AUGUSTA — A Manchester driver will spend 16 months behind bars for abandoning his seriously injured friend trapped inside a crashed pickup in June 2011.

Richard L. Harrison, 44, was sentenced Friday to four years in prison, with all but the initial 16 months suspended, and two years of probation.

Conditions of probation ban him from using alcohol and illegal substances.

The sentence Friday in Kennebec County Superior Court followed a one-day jury trial held earlier in the week during which Harrison was convicted of leaving the scene of an accident that resulted in serious bodily injury to a person.

Investigators said Harrison and his passenger, Danny Willett, then 47, of Augusta, had been drinking at a Winthrop bar. The crash occurred about 1 a.m. June 5, 2011, on U.S. Route 202 near Pine Knoll Road.

A passing driver found Willett about four hours later inside the pickup, which had rolled over, and Willett was taken by helicopter to the hospital.

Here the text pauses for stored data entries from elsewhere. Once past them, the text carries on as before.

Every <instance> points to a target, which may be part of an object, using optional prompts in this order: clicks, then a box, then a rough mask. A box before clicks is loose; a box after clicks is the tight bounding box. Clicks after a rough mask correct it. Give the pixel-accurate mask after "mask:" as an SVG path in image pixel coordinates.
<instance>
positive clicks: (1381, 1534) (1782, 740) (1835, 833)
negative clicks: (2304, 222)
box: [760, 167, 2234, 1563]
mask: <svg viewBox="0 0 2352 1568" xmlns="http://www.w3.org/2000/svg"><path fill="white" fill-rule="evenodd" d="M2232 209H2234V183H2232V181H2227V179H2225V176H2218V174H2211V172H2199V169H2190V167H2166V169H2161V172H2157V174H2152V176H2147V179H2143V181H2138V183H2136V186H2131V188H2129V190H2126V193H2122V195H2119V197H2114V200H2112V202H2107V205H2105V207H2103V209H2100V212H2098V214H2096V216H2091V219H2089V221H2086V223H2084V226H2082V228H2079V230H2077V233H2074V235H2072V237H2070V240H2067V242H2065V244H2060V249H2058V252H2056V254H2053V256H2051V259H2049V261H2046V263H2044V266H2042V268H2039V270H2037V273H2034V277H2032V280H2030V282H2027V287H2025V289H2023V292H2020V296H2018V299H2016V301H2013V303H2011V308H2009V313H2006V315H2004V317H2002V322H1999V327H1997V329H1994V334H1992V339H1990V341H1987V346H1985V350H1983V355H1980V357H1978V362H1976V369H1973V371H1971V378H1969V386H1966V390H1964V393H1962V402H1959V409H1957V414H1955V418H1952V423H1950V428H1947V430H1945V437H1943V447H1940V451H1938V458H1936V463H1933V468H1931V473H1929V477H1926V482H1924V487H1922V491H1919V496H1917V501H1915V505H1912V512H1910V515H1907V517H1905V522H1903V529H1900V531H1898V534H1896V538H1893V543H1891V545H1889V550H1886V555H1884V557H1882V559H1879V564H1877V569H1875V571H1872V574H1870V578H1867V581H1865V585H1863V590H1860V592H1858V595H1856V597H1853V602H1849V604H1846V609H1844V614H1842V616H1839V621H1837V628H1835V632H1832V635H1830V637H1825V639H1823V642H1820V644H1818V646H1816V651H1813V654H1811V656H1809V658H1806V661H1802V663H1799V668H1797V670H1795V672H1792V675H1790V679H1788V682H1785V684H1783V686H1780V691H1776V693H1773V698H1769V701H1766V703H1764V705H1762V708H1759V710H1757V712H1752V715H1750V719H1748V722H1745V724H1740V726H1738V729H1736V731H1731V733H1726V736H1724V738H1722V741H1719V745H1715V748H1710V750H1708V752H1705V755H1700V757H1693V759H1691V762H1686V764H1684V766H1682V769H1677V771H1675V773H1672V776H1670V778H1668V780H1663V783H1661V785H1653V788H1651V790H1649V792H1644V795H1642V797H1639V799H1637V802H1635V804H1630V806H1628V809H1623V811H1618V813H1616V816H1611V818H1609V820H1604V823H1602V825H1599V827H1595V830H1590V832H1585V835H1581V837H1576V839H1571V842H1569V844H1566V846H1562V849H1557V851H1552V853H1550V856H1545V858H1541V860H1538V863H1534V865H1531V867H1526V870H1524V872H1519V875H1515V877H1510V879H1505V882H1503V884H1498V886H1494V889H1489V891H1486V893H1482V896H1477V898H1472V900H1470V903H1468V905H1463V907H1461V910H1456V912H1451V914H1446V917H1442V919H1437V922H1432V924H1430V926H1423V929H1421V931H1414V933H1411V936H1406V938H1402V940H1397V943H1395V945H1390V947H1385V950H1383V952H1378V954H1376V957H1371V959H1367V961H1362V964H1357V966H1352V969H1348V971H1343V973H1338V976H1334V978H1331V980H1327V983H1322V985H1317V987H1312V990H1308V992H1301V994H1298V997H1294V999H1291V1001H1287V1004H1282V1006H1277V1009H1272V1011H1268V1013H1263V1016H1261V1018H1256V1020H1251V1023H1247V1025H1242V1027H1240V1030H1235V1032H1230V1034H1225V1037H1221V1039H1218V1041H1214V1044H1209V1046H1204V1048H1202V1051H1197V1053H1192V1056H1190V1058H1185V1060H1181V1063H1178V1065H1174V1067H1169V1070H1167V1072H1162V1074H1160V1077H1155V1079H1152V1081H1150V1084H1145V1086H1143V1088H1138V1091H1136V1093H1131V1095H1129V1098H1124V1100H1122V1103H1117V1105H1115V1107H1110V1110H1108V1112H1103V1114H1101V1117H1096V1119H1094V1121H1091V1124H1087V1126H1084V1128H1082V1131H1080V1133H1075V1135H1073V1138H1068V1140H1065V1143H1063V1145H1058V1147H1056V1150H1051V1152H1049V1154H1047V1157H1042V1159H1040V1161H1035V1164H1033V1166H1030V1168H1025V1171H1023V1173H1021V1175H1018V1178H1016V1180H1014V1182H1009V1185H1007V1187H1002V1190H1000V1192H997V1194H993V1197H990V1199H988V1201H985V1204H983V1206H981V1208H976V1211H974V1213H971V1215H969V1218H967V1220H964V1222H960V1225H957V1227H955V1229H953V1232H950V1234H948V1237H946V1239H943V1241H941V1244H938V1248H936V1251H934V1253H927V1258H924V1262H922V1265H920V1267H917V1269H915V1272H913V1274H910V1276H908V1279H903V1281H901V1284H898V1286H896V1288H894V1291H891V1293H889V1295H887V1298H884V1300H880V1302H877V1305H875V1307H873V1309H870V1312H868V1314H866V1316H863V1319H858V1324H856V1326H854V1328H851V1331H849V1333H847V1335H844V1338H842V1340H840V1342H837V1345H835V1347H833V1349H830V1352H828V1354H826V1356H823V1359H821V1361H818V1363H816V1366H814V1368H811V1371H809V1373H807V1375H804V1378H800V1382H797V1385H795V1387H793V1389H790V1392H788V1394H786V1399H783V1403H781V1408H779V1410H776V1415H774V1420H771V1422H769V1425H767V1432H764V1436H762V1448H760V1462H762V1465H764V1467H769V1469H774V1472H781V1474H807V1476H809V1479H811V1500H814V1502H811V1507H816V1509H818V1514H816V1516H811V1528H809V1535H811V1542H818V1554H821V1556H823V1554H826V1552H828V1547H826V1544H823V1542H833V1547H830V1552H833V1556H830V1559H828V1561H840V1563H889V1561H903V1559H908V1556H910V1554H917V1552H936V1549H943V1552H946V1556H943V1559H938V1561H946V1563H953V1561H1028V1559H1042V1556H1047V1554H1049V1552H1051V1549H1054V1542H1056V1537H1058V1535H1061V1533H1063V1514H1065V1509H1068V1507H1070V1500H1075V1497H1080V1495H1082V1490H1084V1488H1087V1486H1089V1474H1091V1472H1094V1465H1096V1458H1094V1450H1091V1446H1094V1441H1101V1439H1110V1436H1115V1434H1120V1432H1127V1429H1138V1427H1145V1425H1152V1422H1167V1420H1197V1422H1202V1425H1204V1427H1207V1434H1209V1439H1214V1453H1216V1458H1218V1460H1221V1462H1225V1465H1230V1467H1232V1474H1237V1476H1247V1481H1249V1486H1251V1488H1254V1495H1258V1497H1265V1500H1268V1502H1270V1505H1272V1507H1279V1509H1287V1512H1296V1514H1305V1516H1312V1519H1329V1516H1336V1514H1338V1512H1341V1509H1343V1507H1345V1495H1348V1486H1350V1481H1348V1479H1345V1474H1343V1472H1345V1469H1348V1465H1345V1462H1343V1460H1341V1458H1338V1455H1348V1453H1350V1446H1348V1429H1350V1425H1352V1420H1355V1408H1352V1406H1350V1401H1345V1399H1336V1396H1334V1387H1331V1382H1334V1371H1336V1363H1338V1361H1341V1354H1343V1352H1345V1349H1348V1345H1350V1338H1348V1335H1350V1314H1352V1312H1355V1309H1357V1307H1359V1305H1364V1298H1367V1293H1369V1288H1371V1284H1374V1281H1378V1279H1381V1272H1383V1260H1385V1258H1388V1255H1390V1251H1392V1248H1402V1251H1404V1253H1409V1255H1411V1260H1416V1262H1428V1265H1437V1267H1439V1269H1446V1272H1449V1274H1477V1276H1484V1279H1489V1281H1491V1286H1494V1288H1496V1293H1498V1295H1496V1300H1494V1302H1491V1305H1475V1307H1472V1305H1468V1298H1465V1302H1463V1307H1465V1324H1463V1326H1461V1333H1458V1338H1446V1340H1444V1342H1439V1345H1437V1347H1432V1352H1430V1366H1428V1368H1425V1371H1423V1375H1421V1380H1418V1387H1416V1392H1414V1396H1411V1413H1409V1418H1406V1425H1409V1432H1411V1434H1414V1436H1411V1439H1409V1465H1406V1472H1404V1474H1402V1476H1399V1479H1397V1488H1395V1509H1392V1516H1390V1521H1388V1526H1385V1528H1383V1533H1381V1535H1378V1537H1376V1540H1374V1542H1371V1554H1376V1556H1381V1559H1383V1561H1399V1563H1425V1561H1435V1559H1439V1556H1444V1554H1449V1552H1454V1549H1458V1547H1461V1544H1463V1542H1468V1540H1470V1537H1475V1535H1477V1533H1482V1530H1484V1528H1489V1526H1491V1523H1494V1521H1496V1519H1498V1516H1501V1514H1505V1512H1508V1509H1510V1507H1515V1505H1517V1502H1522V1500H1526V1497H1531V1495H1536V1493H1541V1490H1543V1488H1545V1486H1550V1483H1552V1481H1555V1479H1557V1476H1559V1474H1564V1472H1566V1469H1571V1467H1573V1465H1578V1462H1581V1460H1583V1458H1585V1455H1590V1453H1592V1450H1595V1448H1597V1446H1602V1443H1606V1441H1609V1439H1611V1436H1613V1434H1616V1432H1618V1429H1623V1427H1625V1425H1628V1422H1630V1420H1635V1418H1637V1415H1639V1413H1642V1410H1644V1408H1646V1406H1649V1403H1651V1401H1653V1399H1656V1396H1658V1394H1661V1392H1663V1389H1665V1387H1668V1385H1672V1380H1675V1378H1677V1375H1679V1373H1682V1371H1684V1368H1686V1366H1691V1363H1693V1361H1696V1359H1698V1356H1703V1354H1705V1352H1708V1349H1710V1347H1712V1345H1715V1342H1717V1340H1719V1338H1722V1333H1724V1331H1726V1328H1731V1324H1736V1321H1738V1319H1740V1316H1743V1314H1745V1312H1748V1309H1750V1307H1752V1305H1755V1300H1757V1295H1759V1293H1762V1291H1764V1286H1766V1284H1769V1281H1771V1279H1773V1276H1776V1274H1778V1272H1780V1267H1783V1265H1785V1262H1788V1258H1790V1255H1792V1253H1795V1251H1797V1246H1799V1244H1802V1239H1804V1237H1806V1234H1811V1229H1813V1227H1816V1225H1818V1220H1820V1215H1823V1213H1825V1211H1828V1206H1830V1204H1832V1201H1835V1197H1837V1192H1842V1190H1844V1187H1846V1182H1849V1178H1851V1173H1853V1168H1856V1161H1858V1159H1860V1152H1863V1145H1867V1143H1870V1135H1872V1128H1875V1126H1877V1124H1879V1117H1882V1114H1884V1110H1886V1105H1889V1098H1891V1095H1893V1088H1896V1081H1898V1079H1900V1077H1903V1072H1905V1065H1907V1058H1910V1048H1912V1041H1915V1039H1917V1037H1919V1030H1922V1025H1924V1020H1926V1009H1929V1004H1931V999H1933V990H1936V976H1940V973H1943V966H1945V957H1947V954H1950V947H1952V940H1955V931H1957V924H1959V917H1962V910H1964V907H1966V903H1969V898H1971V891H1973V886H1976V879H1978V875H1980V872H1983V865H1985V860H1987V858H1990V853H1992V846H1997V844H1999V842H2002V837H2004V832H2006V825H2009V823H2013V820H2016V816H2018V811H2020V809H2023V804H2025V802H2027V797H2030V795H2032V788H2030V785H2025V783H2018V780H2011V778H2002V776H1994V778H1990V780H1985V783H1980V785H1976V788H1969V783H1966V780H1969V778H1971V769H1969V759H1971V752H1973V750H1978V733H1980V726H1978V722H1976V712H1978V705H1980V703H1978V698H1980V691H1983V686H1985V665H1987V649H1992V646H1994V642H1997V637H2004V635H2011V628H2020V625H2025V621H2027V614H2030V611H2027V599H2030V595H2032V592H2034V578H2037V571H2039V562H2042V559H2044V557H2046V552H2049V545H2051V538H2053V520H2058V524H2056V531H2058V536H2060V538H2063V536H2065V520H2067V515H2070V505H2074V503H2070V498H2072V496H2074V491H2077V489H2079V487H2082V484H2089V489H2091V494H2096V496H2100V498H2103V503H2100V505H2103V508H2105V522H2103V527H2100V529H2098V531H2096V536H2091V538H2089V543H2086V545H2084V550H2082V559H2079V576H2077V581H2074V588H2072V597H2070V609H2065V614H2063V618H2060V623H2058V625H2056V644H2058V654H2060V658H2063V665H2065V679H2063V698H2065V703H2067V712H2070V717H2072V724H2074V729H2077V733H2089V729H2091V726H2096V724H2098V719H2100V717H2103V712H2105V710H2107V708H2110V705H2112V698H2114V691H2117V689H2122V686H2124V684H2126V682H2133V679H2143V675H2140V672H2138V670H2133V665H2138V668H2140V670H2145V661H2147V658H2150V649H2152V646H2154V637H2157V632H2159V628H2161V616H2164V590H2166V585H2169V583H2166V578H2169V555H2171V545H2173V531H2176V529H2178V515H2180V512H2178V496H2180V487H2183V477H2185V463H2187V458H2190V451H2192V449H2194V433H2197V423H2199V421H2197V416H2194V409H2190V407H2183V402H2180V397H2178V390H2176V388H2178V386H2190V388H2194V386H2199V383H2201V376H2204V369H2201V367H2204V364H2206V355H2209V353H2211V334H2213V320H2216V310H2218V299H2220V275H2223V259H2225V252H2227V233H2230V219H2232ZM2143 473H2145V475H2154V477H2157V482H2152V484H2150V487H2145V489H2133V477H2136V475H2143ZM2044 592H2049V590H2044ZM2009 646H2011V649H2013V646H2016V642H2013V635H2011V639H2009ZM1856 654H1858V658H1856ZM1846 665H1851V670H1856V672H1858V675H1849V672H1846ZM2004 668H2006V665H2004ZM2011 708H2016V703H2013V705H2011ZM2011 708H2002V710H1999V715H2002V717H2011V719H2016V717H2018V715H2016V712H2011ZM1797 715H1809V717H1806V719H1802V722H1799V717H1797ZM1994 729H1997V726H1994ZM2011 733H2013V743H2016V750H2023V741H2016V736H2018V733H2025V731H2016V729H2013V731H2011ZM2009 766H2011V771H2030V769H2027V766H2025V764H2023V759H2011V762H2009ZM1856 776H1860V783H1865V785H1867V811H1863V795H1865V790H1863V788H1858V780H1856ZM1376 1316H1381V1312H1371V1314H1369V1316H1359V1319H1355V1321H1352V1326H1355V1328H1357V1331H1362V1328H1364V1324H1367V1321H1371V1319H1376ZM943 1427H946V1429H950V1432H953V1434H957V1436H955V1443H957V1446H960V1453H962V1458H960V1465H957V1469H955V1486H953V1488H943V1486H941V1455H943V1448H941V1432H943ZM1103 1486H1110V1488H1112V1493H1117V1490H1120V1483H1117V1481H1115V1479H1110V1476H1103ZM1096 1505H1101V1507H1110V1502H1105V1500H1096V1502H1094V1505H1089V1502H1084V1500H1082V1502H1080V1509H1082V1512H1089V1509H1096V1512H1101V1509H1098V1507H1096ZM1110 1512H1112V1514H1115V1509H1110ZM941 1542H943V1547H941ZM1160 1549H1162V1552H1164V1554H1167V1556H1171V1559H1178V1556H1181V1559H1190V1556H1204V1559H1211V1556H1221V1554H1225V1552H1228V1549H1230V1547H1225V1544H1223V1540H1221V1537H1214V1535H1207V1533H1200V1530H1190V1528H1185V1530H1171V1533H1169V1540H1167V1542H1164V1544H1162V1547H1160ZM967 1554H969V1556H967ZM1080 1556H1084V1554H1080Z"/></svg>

“The only good news is that (Willett) didn’t die that night. Mr. Harrison abandoned his friend that night in 2011 and abandoned him at trial,” Justice Nancy Mills said at the sentencing hearing, in apparent reference to her earlier statement that Harrison either wasn’t telling the truth about his actions after the crash or had been too drunk to see that Willett was injured.

“He appears to be emotionally bankrupt with regard to what happened to his so-called best friend,” Mills said.

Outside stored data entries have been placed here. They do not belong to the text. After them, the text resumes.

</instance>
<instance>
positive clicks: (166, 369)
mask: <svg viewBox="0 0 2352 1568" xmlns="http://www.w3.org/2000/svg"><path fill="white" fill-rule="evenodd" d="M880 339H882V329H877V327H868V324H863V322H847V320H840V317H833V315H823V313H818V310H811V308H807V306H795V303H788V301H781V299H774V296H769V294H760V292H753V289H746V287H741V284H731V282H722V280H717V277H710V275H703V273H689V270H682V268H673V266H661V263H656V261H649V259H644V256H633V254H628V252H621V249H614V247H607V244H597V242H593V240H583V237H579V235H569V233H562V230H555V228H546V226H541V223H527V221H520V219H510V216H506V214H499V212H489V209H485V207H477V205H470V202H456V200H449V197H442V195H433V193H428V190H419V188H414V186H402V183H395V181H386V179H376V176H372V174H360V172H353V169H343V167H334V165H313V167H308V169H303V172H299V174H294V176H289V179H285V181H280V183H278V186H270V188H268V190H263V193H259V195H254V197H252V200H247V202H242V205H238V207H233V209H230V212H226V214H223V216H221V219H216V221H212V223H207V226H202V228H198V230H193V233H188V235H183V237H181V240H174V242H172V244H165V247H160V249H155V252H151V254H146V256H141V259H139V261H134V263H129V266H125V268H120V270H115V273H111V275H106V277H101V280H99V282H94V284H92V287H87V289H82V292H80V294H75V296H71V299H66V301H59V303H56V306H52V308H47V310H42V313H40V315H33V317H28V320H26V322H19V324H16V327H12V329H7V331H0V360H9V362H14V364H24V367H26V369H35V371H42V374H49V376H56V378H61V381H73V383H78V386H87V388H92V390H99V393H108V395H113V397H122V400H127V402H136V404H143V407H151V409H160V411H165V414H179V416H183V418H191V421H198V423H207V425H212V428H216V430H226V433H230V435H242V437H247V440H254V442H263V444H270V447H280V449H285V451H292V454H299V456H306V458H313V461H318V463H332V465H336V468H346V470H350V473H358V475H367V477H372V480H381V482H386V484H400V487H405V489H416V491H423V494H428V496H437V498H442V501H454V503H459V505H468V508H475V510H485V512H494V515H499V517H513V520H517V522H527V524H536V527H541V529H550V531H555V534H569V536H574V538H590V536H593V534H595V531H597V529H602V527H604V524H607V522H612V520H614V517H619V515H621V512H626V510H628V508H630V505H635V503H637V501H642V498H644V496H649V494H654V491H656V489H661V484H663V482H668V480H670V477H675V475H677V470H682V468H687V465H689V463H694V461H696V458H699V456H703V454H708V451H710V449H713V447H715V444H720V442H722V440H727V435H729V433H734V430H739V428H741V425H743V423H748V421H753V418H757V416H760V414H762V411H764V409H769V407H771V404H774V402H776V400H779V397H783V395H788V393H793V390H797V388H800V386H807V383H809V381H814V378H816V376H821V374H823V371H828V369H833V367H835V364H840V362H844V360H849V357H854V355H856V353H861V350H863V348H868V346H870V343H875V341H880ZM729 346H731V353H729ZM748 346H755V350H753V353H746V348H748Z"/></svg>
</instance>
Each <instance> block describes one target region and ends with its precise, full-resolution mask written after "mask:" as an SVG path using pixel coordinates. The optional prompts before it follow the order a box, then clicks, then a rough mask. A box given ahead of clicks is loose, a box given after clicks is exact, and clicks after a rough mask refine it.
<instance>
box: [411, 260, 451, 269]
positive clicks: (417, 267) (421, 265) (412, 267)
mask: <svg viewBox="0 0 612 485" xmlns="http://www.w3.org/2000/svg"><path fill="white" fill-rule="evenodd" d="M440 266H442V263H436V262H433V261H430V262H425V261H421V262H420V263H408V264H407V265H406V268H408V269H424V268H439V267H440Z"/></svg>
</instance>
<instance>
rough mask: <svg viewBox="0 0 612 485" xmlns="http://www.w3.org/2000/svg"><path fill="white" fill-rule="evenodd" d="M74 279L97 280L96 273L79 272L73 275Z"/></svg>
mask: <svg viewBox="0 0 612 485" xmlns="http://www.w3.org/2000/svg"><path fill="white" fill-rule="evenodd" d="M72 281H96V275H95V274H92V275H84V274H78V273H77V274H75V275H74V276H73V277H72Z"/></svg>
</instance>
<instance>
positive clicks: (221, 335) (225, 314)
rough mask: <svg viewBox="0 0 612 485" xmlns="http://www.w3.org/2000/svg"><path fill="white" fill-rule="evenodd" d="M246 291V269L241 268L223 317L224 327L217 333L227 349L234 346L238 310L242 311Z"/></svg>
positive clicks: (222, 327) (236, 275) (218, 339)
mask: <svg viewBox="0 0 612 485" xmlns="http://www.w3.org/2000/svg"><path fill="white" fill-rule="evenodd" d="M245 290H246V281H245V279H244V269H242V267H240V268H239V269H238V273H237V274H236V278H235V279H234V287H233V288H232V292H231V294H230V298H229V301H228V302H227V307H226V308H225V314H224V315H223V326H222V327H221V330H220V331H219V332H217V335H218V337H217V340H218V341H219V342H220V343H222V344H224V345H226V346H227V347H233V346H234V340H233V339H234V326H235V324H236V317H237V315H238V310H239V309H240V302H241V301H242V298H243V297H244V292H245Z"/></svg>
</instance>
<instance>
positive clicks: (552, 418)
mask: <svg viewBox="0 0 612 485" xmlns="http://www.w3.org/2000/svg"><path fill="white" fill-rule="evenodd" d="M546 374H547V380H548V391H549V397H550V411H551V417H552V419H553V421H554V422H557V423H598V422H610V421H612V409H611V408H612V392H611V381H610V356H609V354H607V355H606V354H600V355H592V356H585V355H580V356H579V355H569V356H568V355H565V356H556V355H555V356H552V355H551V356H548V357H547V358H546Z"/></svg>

She noted that Willett testified during the trial that the head injuries he suffered in the crash prevented him from resuming his previous full-time employment and left him with vision and other continuing problems.

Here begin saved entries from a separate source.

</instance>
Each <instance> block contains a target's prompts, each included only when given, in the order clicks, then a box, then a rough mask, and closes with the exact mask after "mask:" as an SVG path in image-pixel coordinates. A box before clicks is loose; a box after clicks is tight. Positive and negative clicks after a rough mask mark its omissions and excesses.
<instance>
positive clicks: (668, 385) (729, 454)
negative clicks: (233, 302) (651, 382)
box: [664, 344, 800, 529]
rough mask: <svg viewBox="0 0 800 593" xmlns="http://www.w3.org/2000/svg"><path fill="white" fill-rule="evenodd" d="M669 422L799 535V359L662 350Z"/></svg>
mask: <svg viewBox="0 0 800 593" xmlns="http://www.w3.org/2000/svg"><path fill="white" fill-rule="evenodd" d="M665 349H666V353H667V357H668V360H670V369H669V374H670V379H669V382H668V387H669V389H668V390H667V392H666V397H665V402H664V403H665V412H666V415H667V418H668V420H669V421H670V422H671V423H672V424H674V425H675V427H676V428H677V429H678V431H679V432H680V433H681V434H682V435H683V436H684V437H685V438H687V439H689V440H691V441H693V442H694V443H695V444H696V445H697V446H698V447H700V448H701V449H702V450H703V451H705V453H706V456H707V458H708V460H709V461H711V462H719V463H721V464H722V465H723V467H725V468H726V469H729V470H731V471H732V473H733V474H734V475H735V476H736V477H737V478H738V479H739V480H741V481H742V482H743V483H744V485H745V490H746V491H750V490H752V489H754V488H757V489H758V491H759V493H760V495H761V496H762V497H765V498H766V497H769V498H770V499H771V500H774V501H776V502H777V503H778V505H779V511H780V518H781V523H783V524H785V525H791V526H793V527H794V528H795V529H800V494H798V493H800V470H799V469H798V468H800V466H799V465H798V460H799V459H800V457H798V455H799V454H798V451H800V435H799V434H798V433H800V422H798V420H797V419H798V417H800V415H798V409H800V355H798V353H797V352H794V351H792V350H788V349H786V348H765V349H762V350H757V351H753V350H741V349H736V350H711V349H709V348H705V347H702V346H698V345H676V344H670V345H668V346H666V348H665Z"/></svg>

“I want to apologize to Mr. Willett,” Harrison said Friday. “I was hoping he would be here today. I’m sorry about the position he’s in. I’d like to apologize to the court and to Mr. Willett for the whole situation.”

The prosecutor, Assistant District Attorney David Spencer, had urged a sentence of up to four years with no more than 12 months suspended.

Defense Attorney Kevin Sullivan said Harrison did not realize that Willett was seriously hurt.

“What my client saw was a person who was very intoxicated,” Sullivan told the judge at the sentencing hearing.

Mills said among the factors she considered in structuring the sentence was the fact that Harrison fled the scene on an indirect route by hiking through the woods back to his home “and began drinking, which everyone knows is a highly successful way around an OUI charge.”

Police later located Harrison in his motel room on U.S. 202.